Susie Schmitt Hanson (August 13, 1860–October 7, 1956) was a milliner, dressmaker and entrepreneur from Minnesota. As the owner of one of Waconia's longest-running businesses, she remains a prominent figure in the history of that town.

Susan "Susie" Schmitt was born on August 13, 1860, in the village of Chaska. She was one of eight children of John and Rosina Schmitt. The others were Andrew, Casper, Anna, Caroline, Bernice, and twins Joseph and Josephine.

Schmitt was a talented seamstress from a young age. She turned that gift into a career spanning nearly seven decades, working on quilts, dresses, hats, hat pins, and more. Susie Schmitt first entered the millinery (hat making) business in 1888 as an apprentice for four years in the city of St. Paul. Afterward, she returned to Chaska to run a dressmaking business. That business operated for twelve years.
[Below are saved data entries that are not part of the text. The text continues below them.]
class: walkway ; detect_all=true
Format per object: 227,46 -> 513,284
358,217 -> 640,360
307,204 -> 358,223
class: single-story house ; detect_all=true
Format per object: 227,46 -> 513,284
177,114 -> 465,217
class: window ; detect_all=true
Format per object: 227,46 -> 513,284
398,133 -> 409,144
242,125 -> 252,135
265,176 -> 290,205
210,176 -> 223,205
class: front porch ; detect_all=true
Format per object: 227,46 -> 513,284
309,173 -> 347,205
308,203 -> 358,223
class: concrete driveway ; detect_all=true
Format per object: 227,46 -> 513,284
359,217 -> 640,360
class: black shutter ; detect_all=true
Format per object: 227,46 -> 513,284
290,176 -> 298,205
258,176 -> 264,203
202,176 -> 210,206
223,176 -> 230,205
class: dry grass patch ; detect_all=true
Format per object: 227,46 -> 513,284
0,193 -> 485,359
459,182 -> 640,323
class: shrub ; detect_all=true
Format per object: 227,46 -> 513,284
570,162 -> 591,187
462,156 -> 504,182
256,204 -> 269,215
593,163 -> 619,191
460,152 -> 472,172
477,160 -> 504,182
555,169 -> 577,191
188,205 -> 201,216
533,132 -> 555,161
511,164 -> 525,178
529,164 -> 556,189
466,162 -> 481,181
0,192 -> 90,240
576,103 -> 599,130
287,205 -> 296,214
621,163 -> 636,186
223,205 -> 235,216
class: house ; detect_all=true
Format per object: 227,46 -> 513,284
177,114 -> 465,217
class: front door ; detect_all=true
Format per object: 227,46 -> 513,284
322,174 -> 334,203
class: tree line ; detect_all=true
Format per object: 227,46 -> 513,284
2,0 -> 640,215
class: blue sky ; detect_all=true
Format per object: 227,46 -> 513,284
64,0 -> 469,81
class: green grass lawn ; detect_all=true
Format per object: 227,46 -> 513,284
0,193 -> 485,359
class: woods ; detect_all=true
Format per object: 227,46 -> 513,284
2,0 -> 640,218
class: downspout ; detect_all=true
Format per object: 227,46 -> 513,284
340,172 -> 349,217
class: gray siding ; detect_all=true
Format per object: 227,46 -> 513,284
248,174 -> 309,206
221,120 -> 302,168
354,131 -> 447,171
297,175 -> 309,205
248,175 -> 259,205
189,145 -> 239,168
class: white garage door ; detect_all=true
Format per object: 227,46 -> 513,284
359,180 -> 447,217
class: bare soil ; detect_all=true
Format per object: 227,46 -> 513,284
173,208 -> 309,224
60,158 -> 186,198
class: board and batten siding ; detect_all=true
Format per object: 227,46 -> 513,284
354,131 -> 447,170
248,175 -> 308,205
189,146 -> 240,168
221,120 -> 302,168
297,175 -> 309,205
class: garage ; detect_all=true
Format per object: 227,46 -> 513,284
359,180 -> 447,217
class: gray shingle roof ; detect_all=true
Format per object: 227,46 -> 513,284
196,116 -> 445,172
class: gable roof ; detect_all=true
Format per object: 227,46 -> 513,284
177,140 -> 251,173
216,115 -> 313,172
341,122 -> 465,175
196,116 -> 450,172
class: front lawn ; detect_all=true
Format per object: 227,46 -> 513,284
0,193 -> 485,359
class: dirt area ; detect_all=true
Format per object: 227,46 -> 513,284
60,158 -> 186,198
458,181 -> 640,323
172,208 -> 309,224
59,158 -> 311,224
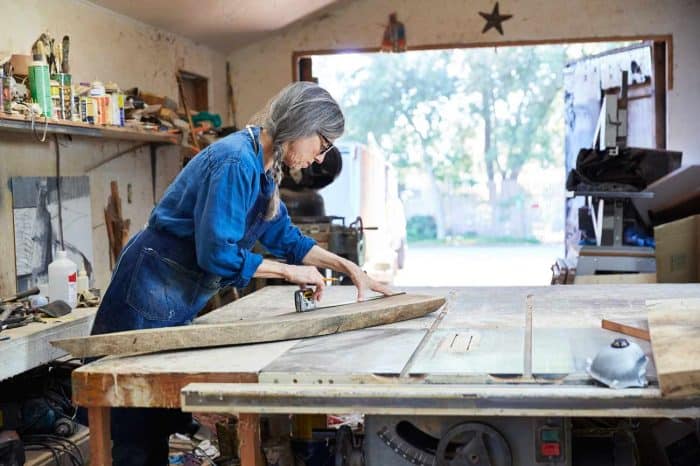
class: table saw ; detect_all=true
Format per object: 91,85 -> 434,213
72,284 -> 700,466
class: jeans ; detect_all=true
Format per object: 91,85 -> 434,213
90,226 -> 221,465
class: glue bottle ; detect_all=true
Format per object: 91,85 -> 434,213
48,250 -> 78,308
77,266 -> 89,294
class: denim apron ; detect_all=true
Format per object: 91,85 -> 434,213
88,126 -> 271,465
91,126 -> 269,335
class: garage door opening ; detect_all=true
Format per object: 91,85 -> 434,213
301,40 -> 665,286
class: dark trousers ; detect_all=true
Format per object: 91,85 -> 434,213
87,227 -> 219,465
111,408 -> 194,466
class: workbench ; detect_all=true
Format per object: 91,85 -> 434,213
70,285 -> 700,465
0,306 -> 96,382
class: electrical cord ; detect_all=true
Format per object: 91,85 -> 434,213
54,133 -> 65,249
12,76 -> 50,142
24,438 -> 83,466
25,434 -> 85,465
23,438 -> 83,466
24,444 -> 62,465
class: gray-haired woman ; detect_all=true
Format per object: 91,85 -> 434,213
89,81 -> 392,465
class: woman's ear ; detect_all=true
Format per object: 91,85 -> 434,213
280,141 -> 290,155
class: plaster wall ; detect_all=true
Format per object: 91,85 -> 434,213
228,0 -> 700,165
0,0 -> 226,294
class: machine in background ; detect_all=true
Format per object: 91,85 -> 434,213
279,144 -> 366,283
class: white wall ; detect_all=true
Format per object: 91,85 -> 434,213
0,0 -> 227,294
1,0 -> 227,117
227,0 -> 700,166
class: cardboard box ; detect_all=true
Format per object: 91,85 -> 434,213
10,54 -> 32,77
654,214 -> 700,282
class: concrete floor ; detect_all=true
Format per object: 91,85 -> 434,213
393,243 -> 563,287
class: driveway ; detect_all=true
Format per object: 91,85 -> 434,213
393,243 -> 563,287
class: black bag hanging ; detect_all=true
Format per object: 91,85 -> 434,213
566,147 -> 682,192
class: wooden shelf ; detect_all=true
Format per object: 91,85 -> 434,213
0,113 -> 179,144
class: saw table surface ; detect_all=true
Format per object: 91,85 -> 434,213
71,285 -> 700,466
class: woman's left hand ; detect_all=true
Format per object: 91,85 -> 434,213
346,263 -> 394,301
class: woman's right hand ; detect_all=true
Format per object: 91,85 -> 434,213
284,264 -> 326,301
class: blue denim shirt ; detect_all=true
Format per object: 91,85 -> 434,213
148,127 -> 315,288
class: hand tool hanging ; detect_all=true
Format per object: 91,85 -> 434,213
176,71 -> 201,152
226,61 -> 238,130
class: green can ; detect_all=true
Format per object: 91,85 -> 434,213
28,59 -> 52,117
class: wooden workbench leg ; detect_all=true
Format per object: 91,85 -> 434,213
238,413 -> 264,466
88,407 -> 112,466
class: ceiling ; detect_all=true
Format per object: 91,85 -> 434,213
89,0 -> 340,53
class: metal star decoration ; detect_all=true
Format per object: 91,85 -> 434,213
479,2 -> 513,35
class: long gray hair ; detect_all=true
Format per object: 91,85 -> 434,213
251,82 -> 344,220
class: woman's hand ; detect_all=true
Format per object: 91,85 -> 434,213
284,264 -> 327,301
299,245 -> 395,302
345,263 -> 394,301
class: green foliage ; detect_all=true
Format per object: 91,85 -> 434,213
406,215 -> 437,241
458,46 -> 566,181
326,46 -> 566,188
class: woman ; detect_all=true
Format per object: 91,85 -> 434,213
90,82 -> 392,464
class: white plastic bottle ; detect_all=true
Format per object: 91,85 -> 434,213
77,267 -> 89,294
48,250 -> 78,308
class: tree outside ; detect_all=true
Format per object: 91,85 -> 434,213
313,42 -> 633,253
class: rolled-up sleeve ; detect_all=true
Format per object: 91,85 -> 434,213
259,201 -> 316,264
194,160 -> 263,287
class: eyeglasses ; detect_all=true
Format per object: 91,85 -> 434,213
318,133 -> 335,158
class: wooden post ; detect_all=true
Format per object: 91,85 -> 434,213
237,413 -> 264,466
88,407 -> 112,466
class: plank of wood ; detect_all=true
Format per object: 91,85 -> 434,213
52,293 -> 445,358
602,318 -> 650,341
647,298 -> 700,397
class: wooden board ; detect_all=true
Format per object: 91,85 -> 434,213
52,293 -> 445,358
602,318 -> 650,341
647,298 -> 700,397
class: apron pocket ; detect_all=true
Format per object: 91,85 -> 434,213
126,247 -> 202,322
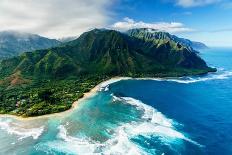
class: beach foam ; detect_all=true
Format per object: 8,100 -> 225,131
138,70 -> 232,84
36,125 -> 102,154
99,77 -> 131,91
35,95 -> 202,154
114,96 -> 202,146
0,118 -> 44,140
100,70 -> 232,91
166,71 -> 232,84
35,123 -> 146,155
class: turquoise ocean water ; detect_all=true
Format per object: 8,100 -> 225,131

In 1898, Schmitt opened her own dressmaking and millinery shop in Waconia. Four years later, she moved the shop to a prime location on Main Street after purchasing the A. Ed. Kauder property for $2,300. At this new location, the store focused on millinery. Schmitt operated the business for forty-eight years, until she sold it to Mrs. Elva Ellison in 1946. She continued making and remodeling hats in a smaller shop. Schmitt also maintained scrapbooks of newspaper clippings of weddings, obituaries and key events, which are now in the Carver County Historical Society collection along with many of her photographs and examples of her work as a milliner.

In July 1912, Schmitt married Charles Hanson, a local carpenter born in March 1861. The couple never had children of their own, leaving Schmitt to care for and spoil her nieces and nephews. After Hanson died on June 16, 1932, Schmitt outlived him by twenty-four years, until her own death on October 7, 1956, at the age of 96.